Military aircraft don’t need to look ‘normal’, so the designers can run off and exercise a little bit of imagination, though not usually as much as Burt Rutan.

The Model 151 ARES was to be a low-cost replacement to the venerable A-10 ‘Warthog’, the gruff and pig-ugly tank killing and close support specialist that has stubbornly refused to die for many decades now. Beloved by soldiers (who like the idea of friendly death orbiting nearby) but less so by the airforce (who don’t like flying a big slow target within range of every missile in the area), the A-10 has been a wart-faced poster-boy for countless years, particularly for its gun.

BRRRT! The A10 Warthog.

The A-10 was built around the gun, a terrifying seven-barrel 30mm rotary cannon bigger than a car, designed to rend open battletank armour like Christmas wrapping. As the Cold War drew to an unexpected close, Rutan’s team were tasked with designing a light, low-cost successor to the A-10, and created Model 151, dubbed the Mudfighter.

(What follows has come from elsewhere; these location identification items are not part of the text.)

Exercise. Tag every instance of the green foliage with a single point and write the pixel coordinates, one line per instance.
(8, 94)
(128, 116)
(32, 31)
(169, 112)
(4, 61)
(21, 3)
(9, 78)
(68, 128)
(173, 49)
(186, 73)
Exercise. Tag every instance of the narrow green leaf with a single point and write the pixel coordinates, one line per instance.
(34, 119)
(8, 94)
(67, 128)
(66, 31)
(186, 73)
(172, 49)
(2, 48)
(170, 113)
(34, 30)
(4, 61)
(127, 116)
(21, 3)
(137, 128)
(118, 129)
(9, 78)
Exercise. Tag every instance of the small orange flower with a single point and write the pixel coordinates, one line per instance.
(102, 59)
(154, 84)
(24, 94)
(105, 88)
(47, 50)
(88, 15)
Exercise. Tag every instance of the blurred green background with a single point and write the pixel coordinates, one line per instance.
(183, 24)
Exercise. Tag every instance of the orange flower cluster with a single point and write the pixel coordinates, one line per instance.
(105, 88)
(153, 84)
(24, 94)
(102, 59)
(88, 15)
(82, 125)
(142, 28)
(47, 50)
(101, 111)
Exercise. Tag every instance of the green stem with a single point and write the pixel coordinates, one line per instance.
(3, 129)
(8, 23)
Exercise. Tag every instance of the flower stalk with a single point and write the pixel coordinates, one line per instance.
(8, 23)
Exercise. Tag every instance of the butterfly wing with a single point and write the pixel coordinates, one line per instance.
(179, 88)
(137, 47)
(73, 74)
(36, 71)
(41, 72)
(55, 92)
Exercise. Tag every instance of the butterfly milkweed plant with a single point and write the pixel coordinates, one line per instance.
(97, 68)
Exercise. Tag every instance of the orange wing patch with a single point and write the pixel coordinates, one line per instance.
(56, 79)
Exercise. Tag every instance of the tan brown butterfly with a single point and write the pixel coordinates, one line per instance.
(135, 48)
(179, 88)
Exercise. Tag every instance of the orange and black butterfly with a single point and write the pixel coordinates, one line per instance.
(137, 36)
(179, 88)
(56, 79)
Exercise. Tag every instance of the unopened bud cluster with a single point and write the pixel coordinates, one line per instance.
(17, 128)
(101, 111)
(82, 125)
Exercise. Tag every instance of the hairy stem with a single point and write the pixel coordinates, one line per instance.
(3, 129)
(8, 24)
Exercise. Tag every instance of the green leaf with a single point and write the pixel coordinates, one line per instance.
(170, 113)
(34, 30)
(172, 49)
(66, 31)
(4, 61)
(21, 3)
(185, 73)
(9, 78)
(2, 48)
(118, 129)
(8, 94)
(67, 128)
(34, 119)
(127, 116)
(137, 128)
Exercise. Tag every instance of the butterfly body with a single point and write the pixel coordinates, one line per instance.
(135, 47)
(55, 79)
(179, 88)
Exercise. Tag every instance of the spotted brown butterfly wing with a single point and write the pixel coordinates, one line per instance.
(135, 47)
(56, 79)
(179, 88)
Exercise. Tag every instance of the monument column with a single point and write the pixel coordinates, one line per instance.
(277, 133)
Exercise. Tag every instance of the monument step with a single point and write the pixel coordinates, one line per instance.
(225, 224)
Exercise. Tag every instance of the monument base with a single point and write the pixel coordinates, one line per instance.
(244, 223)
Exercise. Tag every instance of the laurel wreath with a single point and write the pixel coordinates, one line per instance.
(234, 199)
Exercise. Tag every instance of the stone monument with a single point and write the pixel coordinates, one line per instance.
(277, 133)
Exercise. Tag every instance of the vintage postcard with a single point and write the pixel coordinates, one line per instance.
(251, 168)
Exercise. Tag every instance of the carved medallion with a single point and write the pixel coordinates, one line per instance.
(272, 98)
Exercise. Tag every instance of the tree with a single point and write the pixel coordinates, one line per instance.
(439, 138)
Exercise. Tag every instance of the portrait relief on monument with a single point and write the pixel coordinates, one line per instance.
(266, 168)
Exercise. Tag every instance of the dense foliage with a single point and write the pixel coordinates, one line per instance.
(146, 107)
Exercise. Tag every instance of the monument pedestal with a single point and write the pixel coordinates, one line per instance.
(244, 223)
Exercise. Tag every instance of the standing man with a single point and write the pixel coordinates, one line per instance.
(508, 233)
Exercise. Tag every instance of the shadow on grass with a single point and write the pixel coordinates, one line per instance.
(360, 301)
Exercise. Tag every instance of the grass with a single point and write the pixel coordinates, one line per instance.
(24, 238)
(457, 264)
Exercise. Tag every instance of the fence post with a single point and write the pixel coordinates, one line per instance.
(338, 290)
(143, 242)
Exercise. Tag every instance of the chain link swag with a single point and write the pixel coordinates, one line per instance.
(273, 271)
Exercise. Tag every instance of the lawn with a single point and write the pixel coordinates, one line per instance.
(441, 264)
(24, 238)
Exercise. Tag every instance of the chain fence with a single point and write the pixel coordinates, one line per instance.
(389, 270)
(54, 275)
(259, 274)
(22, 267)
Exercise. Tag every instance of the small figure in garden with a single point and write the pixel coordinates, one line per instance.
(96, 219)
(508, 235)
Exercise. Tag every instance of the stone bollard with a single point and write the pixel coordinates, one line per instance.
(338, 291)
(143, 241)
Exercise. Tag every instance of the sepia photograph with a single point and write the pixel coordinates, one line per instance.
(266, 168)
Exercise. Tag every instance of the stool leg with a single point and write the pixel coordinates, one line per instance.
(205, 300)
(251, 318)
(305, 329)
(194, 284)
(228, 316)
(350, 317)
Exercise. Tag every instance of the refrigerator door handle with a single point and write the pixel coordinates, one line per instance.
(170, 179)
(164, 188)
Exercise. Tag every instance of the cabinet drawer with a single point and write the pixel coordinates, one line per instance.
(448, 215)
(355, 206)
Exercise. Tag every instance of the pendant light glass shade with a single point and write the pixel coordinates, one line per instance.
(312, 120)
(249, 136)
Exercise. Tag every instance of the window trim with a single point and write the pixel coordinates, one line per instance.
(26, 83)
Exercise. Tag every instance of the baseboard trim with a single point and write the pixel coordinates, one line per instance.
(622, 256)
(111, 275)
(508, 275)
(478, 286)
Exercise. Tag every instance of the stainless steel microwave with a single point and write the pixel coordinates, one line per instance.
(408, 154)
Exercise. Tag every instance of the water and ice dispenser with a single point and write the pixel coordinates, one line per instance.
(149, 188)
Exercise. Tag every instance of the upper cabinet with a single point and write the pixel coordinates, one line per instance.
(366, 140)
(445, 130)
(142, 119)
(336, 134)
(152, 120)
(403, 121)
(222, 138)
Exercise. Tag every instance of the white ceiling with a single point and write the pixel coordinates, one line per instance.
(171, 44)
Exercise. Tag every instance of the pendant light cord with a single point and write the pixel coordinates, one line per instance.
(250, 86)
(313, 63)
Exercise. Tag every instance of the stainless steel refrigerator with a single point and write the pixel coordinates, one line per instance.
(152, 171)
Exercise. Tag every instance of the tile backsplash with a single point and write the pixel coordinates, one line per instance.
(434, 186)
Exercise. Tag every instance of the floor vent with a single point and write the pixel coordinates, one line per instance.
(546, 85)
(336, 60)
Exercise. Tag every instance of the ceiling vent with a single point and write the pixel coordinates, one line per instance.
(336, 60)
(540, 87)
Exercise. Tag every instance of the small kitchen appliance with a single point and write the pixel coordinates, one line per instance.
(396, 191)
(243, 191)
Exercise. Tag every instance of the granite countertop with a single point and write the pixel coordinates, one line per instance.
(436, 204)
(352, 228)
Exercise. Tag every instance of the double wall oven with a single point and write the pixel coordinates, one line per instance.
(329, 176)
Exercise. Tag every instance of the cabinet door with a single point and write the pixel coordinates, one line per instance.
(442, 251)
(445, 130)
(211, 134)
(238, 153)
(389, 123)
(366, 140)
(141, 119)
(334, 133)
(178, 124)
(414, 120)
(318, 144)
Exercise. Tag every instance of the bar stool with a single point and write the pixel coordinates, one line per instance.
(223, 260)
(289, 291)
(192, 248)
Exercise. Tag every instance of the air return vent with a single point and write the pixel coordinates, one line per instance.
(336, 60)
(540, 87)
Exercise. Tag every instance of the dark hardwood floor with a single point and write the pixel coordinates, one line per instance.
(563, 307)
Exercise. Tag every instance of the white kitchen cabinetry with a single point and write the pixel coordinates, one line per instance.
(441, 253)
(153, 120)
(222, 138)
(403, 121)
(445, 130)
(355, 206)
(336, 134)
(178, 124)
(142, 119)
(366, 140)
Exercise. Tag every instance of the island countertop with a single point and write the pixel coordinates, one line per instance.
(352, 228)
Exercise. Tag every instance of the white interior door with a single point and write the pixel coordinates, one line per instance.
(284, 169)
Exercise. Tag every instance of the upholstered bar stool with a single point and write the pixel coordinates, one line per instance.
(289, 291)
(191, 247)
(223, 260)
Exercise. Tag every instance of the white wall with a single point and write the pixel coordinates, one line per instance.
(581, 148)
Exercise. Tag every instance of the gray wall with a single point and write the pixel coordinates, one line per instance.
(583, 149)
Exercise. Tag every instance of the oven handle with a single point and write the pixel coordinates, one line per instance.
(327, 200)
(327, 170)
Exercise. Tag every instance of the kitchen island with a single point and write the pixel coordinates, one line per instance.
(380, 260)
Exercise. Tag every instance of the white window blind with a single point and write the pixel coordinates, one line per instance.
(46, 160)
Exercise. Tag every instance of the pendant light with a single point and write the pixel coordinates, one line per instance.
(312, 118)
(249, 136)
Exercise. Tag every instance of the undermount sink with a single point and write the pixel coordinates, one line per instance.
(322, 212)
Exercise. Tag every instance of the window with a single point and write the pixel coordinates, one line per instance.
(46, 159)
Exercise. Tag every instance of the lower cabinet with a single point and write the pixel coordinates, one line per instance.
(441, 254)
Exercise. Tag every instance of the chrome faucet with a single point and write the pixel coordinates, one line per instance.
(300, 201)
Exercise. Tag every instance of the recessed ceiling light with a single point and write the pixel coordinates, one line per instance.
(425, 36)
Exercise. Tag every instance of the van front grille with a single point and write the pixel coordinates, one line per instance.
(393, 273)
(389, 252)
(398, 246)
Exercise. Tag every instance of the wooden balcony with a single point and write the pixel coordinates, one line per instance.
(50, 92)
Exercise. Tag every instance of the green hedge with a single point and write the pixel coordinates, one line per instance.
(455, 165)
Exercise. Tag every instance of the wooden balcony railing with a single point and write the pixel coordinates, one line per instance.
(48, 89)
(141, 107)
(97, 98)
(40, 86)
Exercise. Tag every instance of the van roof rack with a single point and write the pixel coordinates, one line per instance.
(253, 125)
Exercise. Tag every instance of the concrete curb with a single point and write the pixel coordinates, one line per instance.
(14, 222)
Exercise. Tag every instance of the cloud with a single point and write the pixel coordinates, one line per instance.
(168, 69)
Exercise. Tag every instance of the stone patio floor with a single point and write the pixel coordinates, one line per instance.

A high aspect ratio wing with twin-boom tailfins closely coupled to wide canards, the Mudfighter was effectively stall-proof, as the canard foreplanes were designed to stall before the main wing, lowering the nose automatically. This gave the aircraft that distinctive ‘Rutan’ design flair and looked suitably menacing to boot, but the real weirdness was the design of the gun and engine emplacement on this nimble fighter.